E questo, a Lukas, non andava proprio. Senza esitare un istante, sollevò la mitragliatrice stretta fra le mani e la puntò verso le gambe di suo padre. Sparò due raffiche, brevi, precise.
Le ginocchia di Klaus Zeller esplosero in un doppio getto gemello di sangue, cartilagine e frammenti d’osso. Lo scienziato fece una ‘O’ di sorpresa con la bocca. Solo quando cadde a terra, su un fianco, il volto gli si contrasse in una smorfia di dolore. Era pallidissimo.
“Un ginocchio per avermi abbandonato, ‘papà’, ed uno per la soddisfazione di averti pagato come meritavi.”
“Tu piccolo…” ringhiò l’uomo, artigliando il pavimento…poi, la canna fumante della mitragliatrice si appoggiò alla sua fronte.
“L’hai detto tu stesso: sono un bastardello. È la cosa migliore che ho preso da te. E ora dimmi, cosa è questo Progetto Armageddon?”
Klaus riuscì a sfoderare un sorriso di sfida. “Da me non lo saprai mai. E non credere di farmi paura: ho dato la mia vita per il Führer nel momento in cui ho prestato giuramento. Qui ogni uomo è pronto a morire per la causa del Reich.”
Lukas, in risposta, sfoderò uno di quei sorrisi tinti di una malvagità disumana, ed ebbe la soddisfazione di vedere suo padre impallidire. “Vediamo se è vero.”
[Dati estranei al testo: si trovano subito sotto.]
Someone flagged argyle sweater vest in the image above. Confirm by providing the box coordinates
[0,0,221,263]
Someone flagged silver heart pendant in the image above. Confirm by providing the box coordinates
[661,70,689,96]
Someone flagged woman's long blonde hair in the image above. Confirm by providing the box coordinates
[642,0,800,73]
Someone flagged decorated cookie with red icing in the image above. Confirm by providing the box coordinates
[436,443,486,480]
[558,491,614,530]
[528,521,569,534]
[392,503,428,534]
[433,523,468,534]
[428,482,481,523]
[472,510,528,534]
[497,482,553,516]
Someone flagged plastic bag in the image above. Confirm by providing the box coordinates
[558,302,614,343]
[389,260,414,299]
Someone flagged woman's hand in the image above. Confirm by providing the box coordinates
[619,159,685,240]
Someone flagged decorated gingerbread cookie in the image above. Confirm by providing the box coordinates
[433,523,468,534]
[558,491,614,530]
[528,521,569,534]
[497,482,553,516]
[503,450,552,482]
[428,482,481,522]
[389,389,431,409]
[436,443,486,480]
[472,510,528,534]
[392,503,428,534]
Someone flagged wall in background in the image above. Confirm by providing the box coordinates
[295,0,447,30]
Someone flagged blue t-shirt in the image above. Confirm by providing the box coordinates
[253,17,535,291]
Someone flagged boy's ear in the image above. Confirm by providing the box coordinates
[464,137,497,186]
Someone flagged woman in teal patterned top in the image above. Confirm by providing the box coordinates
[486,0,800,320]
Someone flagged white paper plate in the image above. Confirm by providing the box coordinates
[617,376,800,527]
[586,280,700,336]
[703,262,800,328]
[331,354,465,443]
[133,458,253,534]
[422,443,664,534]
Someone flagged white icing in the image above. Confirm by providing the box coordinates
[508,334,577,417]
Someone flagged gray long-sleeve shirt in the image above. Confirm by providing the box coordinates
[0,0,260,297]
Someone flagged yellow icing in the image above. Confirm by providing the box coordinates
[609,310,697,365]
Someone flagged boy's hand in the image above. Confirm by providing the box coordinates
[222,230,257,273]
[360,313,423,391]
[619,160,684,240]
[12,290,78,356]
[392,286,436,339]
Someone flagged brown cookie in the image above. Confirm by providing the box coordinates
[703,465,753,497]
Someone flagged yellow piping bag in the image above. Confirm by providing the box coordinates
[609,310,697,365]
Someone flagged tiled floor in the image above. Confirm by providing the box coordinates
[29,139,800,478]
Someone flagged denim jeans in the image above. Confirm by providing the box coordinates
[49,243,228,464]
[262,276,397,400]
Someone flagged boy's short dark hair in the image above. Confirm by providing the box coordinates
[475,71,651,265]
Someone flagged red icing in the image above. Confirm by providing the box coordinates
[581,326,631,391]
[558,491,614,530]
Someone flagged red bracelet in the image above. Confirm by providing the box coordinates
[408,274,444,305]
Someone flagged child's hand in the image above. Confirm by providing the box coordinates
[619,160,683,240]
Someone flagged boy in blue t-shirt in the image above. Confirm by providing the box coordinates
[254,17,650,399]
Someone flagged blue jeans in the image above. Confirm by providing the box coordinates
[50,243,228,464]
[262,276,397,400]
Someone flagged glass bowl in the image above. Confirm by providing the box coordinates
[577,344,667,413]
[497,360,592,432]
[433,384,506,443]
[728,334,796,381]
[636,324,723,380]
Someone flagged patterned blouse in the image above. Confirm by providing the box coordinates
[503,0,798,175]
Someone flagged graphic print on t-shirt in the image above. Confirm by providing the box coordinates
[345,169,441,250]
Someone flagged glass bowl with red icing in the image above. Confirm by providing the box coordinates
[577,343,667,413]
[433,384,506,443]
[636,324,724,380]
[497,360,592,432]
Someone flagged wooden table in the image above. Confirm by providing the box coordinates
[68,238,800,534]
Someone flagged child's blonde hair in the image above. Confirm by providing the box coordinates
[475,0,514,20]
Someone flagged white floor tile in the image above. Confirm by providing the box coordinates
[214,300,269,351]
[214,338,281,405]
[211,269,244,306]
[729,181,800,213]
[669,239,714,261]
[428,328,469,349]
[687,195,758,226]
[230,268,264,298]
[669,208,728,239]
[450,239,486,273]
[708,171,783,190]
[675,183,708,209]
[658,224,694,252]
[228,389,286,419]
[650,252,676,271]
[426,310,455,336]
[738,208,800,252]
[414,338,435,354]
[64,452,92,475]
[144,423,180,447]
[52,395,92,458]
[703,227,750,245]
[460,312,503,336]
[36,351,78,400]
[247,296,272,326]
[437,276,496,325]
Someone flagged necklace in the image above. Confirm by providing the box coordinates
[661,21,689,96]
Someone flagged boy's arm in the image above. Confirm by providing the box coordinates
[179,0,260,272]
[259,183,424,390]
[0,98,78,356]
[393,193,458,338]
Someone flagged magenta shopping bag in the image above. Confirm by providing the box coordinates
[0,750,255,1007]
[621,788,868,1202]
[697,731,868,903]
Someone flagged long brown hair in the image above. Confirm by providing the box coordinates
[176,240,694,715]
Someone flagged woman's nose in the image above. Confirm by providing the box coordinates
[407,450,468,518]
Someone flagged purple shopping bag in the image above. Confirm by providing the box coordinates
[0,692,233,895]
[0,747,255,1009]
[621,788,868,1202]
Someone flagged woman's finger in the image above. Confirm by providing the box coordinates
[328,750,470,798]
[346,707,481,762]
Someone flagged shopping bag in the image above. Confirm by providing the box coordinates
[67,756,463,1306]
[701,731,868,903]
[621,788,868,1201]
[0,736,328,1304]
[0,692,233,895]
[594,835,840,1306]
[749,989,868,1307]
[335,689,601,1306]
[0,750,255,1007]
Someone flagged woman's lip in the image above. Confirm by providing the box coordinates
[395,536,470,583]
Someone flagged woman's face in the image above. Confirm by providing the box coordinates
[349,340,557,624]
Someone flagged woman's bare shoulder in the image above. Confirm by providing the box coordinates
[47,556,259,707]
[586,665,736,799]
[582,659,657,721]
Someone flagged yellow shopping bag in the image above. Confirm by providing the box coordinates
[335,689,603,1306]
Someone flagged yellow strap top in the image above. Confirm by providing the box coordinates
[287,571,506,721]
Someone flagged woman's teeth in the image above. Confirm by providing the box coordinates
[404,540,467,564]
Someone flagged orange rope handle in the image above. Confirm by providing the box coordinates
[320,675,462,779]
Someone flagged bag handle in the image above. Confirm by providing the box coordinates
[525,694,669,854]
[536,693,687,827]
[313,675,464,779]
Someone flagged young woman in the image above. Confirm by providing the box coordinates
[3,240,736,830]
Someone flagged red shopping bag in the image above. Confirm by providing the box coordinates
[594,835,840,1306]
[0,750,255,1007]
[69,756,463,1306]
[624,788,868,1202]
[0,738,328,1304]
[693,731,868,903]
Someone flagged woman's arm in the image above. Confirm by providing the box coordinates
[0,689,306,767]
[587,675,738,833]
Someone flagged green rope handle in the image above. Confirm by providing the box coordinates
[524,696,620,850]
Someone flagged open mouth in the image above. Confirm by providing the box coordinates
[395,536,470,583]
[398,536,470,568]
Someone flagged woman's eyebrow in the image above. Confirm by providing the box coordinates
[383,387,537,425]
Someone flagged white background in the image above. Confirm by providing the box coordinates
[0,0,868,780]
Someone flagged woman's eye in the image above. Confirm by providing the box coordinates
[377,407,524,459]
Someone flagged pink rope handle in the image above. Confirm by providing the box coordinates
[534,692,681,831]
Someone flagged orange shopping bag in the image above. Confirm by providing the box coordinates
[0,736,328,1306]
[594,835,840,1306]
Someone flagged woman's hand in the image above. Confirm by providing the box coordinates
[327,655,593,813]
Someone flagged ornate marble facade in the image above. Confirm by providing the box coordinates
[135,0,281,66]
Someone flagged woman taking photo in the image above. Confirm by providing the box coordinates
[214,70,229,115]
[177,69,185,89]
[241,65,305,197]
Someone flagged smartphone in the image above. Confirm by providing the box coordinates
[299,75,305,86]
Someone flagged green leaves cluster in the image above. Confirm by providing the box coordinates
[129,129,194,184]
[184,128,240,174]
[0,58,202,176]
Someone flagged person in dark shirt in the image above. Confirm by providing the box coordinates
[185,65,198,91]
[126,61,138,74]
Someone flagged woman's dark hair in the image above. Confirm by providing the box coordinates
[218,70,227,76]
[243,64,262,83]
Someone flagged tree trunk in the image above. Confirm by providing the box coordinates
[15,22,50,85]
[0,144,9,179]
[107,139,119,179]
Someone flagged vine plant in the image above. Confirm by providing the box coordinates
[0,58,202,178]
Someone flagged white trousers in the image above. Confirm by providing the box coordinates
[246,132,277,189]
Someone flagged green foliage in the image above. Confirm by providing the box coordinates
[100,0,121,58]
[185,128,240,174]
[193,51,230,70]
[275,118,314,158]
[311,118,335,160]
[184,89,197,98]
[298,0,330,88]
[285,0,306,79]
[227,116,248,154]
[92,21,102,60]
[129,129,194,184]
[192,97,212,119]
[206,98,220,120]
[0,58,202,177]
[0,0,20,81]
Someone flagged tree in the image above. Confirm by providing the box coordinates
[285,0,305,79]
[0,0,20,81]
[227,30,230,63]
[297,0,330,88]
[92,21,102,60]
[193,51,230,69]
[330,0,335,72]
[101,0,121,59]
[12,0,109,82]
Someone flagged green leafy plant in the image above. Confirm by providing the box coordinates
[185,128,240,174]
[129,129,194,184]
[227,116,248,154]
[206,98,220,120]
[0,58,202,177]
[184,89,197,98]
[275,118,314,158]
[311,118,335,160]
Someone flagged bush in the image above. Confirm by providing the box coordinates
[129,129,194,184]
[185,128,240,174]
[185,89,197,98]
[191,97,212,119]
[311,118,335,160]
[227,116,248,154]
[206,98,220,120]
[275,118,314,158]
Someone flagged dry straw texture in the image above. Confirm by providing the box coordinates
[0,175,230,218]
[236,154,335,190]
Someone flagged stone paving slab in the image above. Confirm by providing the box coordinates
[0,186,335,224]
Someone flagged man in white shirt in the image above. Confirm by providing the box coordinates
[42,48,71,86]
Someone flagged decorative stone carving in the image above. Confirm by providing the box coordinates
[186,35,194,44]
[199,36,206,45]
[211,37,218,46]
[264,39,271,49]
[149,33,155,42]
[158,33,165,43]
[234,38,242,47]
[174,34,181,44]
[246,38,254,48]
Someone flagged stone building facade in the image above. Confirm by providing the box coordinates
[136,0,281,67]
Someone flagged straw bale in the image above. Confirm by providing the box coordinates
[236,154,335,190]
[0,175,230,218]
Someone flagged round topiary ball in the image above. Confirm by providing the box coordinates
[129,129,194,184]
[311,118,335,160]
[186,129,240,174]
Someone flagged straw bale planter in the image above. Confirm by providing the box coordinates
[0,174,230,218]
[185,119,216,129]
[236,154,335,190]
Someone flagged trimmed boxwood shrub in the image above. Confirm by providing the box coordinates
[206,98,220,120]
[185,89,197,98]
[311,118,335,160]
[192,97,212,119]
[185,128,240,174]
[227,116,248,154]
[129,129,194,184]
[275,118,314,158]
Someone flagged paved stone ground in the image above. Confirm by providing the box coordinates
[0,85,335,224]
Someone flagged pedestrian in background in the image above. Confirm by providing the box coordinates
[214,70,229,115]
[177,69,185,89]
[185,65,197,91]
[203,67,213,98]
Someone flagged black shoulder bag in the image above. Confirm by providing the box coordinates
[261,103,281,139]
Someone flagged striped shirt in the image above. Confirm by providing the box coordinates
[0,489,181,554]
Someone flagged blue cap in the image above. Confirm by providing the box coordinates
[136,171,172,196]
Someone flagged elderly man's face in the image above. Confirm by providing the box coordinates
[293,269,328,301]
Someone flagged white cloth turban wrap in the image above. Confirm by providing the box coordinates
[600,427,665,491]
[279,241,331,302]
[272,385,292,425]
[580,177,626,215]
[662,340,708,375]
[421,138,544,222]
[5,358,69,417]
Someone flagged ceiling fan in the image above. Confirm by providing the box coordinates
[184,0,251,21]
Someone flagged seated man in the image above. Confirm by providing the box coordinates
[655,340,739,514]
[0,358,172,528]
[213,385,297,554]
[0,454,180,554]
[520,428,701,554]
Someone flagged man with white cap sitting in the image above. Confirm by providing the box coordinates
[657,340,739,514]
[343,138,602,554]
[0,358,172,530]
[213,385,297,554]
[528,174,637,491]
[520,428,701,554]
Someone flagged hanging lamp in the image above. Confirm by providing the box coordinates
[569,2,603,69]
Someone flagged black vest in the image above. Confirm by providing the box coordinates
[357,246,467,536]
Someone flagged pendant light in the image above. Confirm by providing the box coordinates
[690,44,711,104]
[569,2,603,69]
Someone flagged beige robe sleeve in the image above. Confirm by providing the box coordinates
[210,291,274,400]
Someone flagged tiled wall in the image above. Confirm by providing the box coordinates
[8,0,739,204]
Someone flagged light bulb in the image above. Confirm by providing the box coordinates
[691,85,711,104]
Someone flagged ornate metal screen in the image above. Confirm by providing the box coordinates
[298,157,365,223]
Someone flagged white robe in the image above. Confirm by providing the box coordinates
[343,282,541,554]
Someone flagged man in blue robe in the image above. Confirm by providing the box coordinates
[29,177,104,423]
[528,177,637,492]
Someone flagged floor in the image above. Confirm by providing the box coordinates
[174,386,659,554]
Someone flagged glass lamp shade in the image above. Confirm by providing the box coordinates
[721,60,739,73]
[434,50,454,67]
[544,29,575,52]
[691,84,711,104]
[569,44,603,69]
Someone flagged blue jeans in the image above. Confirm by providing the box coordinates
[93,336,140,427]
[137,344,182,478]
Non dovettero aspettare molto. All’inizio, Klaus si era chiesto perché, al suono degli spari, nessuna guardia fosse intervenuta…ma quando udì le urla, capì. Non aveva mai sentito versi così strazianti da una gola umana, neppure nei suoi peggiori incubi. Lo scienziato conosceva a memoria ogni angolo della base…ed era sicuro che molti di quei versi di agonia venissero da angoli molto lontani dall’hangar. Quale sofferenza poteva spingere un uomo ad un simile volume..?
Lukas accarezzò dolcemente la testa di suo padre. L’uomo ebbe la sensazione di essere toccato da qualcosa di alieno e ripugnante, non da un altro essere umano… “Sembra che i fedeli burattini del Reich abbiano imparato qualcosa di nuovo sulla morte. Che ne dici, padre? Vuoi imparare anche tu?”
Le urla continuavano. Qualunque entità stesse torturando soldati e scienziati, stava operando con spaventosa lentezza… “Si tratta della nostra arma definitiva. Il Teschio Rosso, la mente dietro il Progetto Armageddon, non vuole lasciare nulla al caso. È convinto che se il Reich dovesse un giorno soccombere, il mondo intero dovrà seguirlo. Il robot che vedi è uno dei Dormienti progettati a tale scopo. Dovrà trasportare una bomba speciale…”
La canna dell’arma premette contro la fronte. “L’altra arma, per favore.”
“Si trova nell’ultimo livello. È blindato, protetto in modo tale che neppure la Wermacht potrebbe penetrarvi. Si tratta di un dispositivo rivoluzionario, un ciclotrone.”
“Prosegui.”
“Un acceleratore di particelle, se sai di cosa sto parlando.”
“I dettagli tecnici a dopo. Cosa intendete farci, con questo ciclotrone?”
Per un momento, lo scienziato lanciò un’occhiata di disprezzo al figlio. “Tutta questa base è stata costruita intorno ad un condotto transdimensionale; una porta se preferisci.”
Il sorriso di Lukas divenne un ghigno di puro trionfo. “Ah, allora esiste!”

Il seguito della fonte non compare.